Christmas rolled around last year, right on schedule as I recall, and with it the annual platitudes about consumerized Christianity. One sophomore said to me, "Isnt it weird that I spent a ton of money at Nordstrom's to celebrate a God who was born in a barn? Can you imagine a Nordstrom's in Bethlehem?"

So along with thousands of my youth ministry colleagues around the world, I jumped at the opportunity to address the ills of a consumer culture. At our meeting that week, I strode to the front of the crowd in my Gap baseball cap and Dockers, tripping over a new Fender amp, and introduced a PowerPoint presentation on our 50" TV. The first slide read, "The Evils of Materialism." [Sigh.]

Christians have a long history of poo-pooing the "worldly" as if we were immune to it. Not so different are the many youth ministers who happily take advantage of the best resources money can buy but complain about the commercialization of Christmas.

Im now doing all this differently. I had set myself up for failure by assuming the worldly and the spiritual could be totally divorced. Now Im teaching my students to claim the material world for God. A few weeks ago I gave the same talk again. This time the first PowerPoint slide read, "Shopping With Jesus."

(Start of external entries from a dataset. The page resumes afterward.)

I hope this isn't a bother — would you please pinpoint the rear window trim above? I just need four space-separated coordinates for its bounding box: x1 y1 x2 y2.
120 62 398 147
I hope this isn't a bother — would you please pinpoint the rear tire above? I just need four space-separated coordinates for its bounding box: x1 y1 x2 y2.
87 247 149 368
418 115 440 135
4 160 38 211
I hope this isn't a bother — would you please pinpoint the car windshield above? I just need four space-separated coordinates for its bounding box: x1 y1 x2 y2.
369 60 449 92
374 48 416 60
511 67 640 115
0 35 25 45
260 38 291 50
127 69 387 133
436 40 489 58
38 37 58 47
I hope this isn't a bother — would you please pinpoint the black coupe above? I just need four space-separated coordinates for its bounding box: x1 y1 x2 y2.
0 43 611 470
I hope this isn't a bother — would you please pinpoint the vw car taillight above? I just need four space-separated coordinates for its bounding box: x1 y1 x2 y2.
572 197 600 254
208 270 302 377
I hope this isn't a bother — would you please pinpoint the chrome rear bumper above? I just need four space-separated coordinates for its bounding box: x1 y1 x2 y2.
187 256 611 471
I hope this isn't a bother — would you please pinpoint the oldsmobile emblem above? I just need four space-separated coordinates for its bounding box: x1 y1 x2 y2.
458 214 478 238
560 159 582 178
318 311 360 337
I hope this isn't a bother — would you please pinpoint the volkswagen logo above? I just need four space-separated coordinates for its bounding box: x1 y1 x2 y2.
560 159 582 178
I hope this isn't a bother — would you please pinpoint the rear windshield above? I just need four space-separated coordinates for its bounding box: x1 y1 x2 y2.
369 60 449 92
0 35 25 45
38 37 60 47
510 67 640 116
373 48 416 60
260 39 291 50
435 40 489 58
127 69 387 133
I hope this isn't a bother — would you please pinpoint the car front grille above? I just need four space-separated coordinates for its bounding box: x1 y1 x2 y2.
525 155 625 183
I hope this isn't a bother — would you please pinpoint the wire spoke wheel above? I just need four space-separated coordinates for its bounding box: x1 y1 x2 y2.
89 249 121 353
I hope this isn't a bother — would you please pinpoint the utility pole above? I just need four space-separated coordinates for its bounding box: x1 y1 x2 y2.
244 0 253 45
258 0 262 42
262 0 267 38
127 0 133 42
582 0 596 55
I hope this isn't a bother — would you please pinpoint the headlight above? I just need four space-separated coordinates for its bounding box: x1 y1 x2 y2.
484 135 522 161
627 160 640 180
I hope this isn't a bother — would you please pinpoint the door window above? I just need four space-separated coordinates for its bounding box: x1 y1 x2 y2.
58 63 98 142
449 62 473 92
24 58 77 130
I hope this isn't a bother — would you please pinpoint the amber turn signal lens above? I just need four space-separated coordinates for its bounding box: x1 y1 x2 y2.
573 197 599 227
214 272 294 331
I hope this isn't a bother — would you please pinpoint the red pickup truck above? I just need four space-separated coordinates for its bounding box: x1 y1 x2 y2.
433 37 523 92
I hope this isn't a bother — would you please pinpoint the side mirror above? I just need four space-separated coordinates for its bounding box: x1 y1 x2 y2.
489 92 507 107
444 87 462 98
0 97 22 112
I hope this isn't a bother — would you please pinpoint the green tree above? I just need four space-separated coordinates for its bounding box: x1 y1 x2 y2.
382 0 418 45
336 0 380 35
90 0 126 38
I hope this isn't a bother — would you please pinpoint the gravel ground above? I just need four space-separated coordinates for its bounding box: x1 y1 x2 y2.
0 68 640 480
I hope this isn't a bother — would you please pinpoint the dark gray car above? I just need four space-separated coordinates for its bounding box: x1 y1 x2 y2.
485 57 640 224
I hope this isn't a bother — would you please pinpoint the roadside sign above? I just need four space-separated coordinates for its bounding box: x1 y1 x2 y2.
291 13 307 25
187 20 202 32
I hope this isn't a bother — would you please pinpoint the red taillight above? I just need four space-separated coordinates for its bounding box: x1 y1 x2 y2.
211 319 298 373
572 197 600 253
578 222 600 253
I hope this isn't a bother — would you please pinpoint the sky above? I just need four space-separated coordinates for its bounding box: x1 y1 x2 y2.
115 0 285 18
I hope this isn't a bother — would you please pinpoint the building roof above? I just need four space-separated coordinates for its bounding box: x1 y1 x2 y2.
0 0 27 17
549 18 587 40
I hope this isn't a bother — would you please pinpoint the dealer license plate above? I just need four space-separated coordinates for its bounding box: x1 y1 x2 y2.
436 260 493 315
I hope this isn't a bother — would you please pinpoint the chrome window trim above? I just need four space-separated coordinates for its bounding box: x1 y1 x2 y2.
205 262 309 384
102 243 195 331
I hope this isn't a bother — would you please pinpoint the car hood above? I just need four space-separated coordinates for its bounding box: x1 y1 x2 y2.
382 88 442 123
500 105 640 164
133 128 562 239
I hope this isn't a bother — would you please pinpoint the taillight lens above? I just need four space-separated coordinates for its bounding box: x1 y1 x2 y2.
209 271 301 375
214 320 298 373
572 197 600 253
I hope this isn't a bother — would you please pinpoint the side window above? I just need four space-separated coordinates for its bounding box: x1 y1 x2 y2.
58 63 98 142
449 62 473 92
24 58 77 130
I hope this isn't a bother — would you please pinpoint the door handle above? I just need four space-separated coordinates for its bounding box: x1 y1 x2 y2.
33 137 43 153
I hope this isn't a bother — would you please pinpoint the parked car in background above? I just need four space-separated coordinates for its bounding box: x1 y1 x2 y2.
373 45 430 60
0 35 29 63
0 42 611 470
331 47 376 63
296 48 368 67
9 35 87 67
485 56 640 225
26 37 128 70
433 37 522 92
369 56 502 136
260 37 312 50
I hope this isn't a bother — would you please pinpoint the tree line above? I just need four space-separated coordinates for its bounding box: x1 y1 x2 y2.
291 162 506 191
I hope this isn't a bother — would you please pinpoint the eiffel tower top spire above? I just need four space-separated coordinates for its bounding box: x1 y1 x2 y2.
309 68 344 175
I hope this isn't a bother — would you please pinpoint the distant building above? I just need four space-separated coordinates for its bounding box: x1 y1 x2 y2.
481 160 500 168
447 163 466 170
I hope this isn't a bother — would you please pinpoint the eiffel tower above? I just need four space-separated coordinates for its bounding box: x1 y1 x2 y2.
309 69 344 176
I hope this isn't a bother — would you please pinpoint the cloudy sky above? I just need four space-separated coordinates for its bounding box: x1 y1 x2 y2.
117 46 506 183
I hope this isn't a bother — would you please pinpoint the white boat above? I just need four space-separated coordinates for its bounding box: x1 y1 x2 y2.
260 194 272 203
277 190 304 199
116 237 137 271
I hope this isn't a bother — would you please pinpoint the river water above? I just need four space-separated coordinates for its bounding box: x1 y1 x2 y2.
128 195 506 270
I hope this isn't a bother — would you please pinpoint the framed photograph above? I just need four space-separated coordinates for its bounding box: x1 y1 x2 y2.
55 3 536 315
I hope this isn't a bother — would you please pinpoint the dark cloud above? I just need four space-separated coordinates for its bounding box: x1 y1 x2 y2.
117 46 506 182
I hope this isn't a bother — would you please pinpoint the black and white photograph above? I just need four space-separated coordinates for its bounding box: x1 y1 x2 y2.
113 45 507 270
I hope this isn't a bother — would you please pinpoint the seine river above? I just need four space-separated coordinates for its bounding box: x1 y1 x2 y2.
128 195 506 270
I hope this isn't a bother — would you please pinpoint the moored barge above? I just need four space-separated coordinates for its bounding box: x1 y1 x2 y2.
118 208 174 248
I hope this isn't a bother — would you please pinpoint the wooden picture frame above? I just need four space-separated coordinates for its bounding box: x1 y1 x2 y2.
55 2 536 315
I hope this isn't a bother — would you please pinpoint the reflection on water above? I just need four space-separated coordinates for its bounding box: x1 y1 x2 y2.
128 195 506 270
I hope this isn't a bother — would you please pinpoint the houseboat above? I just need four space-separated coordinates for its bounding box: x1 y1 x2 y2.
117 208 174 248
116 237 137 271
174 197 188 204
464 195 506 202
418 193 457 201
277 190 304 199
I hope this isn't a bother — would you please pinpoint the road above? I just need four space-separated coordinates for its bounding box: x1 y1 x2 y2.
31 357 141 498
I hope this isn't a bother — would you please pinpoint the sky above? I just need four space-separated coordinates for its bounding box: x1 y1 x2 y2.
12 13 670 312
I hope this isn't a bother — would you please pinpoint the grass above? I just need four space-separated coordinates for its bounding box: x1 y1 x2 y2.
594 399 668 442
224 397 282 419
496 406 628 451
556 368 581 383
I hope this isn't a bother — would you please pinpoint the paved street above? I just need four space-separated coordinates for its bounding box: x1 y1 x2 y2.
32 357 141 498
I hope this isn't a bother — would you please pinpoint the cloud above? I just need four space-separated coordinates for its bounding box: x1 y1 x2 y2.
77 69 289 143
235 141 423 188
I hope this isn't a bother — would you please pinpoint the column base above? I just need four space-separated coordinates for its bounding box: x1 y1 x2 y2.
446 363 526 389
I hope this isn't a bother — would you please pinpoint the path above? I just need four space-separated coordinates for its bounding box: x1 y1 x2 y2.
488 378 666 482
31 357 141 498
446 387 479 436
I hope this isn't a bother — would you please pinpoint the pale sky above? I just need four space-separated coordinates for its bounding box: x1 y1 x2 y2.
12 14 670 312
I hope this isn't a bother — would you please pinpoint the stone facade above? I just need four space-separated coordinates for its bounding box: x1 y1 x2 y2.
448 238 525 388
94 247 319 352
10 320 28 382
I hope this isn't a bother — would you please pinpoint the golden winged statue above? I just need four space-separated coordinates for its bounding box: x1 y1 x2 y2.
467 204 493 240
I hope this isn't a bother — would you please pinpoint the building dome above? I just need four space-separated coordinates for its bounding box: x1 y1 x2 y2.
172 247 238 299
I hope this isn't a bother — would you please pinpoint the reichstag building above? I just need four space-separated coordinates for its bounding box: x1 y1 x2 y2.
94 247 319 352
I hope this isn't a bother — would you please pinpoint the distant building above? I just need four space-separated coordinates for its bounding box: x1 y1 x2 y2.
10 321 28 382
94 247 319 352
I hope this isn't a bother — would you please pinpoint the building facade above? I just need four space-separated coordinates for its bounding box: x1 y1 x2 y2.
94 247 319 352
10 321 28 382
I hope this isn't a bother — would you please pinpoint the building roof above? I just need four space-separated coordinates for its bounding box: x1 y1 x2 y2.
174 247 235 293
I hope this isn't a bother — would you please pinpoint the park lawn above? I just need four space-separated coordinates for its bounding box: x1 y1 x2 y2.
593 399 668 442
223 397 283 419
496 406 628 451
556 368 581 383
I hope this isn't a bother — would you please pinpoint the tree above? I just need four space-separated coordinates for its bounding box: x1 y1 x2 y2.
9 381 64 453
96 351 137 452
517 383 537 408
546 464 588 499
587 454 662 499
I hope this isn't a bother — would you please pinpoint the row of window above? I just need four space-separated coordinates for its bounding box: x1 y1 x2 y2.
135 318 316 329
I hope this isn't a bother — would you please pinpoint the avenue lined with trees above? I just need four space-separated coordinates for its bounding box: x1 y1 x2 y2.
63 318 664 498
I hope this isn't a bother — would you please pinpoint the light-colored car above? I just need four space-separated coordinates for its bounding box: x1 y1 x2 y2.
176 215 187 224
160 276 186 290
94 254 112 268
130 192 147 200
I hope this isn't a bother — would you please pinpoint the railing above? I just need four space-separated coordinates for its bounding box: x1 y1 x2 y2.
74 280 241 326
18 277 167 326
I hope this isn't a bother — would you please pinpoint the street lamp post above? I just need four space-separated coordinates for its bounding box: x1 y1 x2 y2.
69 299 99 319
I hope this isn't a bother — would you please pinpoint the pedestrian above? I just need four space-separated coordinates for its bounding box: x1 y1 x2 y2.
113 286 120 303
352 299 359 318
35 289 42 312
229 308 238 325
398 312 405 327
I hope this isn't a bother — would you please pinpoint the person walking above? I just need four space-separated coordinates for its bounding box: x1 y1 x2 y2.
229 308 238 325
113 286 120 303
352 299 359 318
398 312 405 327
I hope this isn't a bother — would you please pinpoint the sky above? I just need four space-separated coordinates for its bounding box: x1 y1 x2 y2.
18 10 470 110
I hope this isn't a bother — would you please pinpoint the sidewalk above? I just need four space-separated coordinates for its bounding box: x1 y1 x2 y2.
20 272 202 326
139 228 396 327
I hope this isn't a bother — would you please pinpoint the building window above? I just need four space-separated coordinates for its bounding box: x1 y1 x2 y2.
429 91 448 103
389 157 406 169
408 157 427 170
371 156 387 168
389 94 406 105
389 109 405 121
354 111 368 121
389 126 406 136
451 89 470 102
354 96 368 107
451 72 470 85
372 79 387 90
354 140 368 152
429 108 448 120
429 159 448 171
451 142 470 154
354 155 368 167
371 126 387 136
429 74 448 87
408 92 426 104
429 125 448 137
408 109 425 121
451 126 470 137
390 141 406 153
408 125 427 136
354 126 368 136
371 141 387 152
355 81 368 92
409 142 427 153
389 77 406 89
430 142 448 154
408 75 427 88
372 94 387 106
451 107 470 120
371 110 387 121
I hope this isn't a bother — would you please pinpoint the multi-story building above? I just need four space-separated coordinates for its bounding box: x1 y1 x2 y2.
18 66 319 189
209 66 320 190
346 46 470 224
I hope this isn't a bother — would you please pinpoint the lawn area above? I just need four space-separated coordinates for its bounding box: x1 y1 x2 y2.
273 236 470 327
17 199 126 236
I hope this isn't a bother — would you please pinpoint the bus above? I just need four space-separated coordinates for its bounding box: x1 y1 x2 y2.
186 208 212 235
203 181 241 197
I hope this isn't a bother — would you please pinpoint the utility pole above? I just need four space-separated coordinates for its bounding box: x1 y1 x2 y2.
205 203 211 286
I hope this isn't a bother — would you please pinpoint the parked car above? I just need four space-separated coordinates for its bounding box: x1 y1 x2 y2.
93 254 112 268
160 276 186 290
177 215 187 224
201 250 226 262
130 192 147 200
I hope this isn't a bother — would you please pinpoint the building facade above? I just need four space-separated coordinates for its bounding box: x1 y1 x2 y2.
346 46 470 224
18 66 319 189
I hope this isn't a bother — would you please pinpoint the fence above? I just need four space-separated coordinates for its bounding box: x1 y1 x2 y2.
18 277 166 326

The either/or mentality failed me. I couldnt find a way to communicate with kids without venturing into the world of fashion, advertising, publicity and consumerism; that's the language they speak. I looked like a hypocrite, because, while I am frugal, Im not a Franciscan. Im now trying to turn the secular into something sacred. Shopping at the mall can be an act of faithfulness to the Sovereign Lord who cares where we put our treasure and where our eyes wander.

So I go shopping with my students. We hold a hide-and-seek type event at the local mall, during which college students dress in disguise and hide behind racks, disappear into dressing rooms and pose with the mannequins. The familiar turf brings out the crowds and opens up the chance to talk Christ and culture with them. Outside of the occasionally boycotted Abercrombie & Fitch, I asked one senior, "Whats the difference between Christian shopping and culture shopping?" Her response was piercing, "Christians say wear more and spend less. The culture says wear less and spend more."

If I scold my students for wasting money, they sneak into back alley Banana Republics and dimly lit Old Navys and spend it without my supervision. But when we spend it together, we think together. I can assure them that their net worth isnt the same as their self worth, that their value isnt determined by their valuables. Thus the secular world of spending becomes sacred.

By turning shopping into a sacred event, I have the unique opportunity to create a biblical counterculture to materialism, and turn materialists into missionaries.